Originals

“Don’t Smile Until Thanksgiving” and Other Tips for New Teachers

Don’t smile until Thanksgiving:

To earn your kindergarten students’ respect, start the year off strict and smile-free. Your students might test your anti-smiling resolve prior to Thanksgiving by saying cute things like, “You’re my best fwend” or “I wuv you.” Do not break. If students catch you smiling before Thanksgiving, they will probably assume you are a professional clown. Making serious faces is the only way to maintain any semblance of control over your class. If you are afflicted with Resting Smiley Face, teaching kindergarten may not be right for you.

 

Don’t laugh until Christmas:

Ensuring that your 5-year-olds are college and career ready depends on classroom management.

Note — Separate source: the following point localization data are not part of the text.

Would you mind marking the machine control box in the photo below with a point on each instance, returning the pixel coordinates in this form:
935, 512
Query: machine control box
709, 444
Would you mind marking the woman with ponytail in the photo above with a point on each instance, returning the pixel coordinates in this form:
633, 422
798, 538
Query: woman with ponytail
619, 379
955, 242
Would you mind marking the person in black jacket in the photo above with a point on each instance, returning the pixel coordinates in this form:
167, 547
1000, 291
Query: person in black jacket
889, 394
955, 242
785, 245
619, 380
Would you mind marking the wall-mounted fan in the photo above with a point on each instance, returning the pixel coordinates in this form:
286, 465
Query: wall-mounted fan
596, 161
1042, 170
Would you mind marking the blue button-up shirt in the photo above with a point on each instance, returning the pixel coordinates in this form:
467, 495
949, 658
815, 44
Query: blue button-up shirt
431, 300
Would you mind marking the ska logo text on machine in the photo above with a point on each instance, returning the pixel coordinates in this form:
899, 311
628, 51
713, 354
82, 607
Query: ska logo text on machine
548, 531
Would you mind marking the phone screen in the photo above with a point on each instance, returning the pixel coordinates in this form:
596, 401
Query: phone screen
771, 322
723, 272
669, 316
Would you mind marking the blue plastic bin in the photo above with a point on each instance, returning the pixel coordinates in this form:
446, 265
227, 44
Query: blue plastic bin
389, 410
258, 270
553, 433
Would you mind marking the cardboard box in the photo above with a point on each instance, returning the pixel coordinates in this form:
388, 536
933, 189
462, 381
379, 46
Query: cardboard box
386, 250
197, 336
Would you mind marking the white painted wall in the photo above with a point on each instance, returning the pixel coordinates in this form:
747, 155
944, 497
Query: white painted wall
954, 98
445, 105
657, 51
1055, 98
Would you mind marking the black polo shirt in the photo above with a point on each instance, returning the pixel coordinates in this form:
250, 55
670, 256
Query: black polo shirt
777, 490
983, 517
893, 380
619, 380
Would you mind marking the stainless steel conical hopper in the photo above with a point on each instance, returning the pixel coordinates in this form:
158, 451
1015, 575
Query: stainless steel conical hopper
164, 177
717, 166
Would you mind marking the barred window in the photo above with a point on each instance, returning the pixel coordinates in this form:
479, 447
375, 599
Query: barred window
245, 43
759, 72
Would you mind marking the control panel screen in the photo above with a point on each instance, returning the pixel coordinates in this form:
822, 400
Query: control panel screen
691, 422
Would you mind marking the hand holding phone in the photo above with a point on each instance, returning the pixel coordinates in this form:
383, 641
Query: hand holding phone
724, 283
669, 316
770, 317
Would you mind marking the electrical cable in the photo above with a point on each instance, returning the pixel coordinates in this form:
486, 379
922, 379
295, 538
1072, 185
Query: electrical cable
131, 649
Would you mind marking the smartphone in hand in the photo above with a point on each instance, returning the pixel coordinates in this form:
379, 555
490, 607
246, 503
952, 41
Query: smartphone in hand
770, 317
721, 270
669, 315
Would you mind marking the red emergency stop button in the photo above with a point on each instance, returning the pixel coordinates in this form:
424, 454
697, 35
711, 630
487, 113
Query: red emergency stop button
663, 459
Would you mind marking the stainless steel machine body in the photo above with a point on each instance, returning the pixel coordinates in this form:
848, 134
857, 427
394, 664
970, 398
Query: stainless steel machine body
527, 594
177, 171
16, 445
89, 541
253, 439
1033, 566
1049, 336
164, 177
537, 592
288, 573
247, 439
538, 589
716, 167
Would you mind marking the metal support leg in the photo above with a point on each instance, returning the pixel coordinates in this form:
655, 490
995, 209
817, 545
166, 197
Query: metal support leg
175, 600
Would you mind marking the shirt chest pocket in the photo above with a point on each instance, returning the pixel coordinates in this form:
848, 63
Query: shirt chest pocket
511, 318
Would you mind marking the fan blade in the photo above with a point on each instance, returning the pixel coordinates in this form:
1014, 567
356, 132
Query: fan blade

Students tend to interpret laughter as encouragement to be even sillier, which will leave no time to learn the colors of the rainbow or how to share. This tip will likely be difficult to follow due to your students’ plethora of giggle-inducing knock-knock jokes. Remain stoic and initiate your own joke:



 

“Knock-knock.” 

 

“Who’s there?” 

 

“Your teacher, NOT laughing.”

 

Don’t sleep at home until Pajama Day:

Students have long hypothesized that teachers live in the school building. If you are truly committed to preparing your 5-year-old students to learn the scientific method, then you must leave a solid trail of evidence that you do, in fact, live in the building. Pillows, sleep masks, and some dental floss will suffice. If you care about your students’ futures in STEM, then you must maintain the ruse. If you slip and reveal your double life, you will ruin any chances that your students will focus on their phonics.

 

 

Don’t admit you have a first name until the 100th Day of School:

Let’s say it’s the 99th day of school and a fellow teacher pokes her head into your room to say, “Let’s touch base during prep time about tomorrow’s jelly bean counting station, Doris.” Your students exclaim, “Wait…who’s Doris? Isn’t your first name ‘Miss’?” In this scenario, you must gasp and pretend to faint on the colorful classroom rug. Once you have opened your eyes and taken a sip from an apple juice box, you’ll have no choice but to whisper, “Doris was my secret spy name. That’s right; I used to be a professional spy for the jelly bean companies.” Your students will be so shocked, impressed, and/or confused that they will be speechless. Along with not smiling, laughing, or leaving the school building, occasional fainting is necessary for orderly instruction.

 

Don’t pee until the spring Scholastic Book Fair: 

If kids know you pee, they’ll know you drink water, and if they know you drink water, they’ll figure out you’re human, and if they figure out you’re human….well, that’s too slippery of a slope to consider. Avoid the potential for chaos. As the Nike slogan should go, Just Hold It. Wait until the spring Scholastic Book Fair, when your students will be too mesmerized by the giant rolling shelves of stories and stuffies to notice you tiptoe to the one working staff bathroom on the third floor. If a student catches you sneaking out the door, quickly distract them with the latest Elephant and Piggie book.

 

Don’t eat until Kindergarten Commencement:

Kids don’t respect those who need nourishment to survive. Have you ever heard a former child reflect on their early education by saying, “Oh, I loved Mrs. So-and-so. She consumed Activia yogurt frequently.” No? There’s a reason for that, and it’s that competent teachers do not consume yogurt or eat anything at all. Other things that competent teachers do not do are sit, sneeze, swallow, nod, blink, or breathe. Instead, save these activities for the summer.

 

Do make fart jokes all year long:

Kids do respect the hell out of those.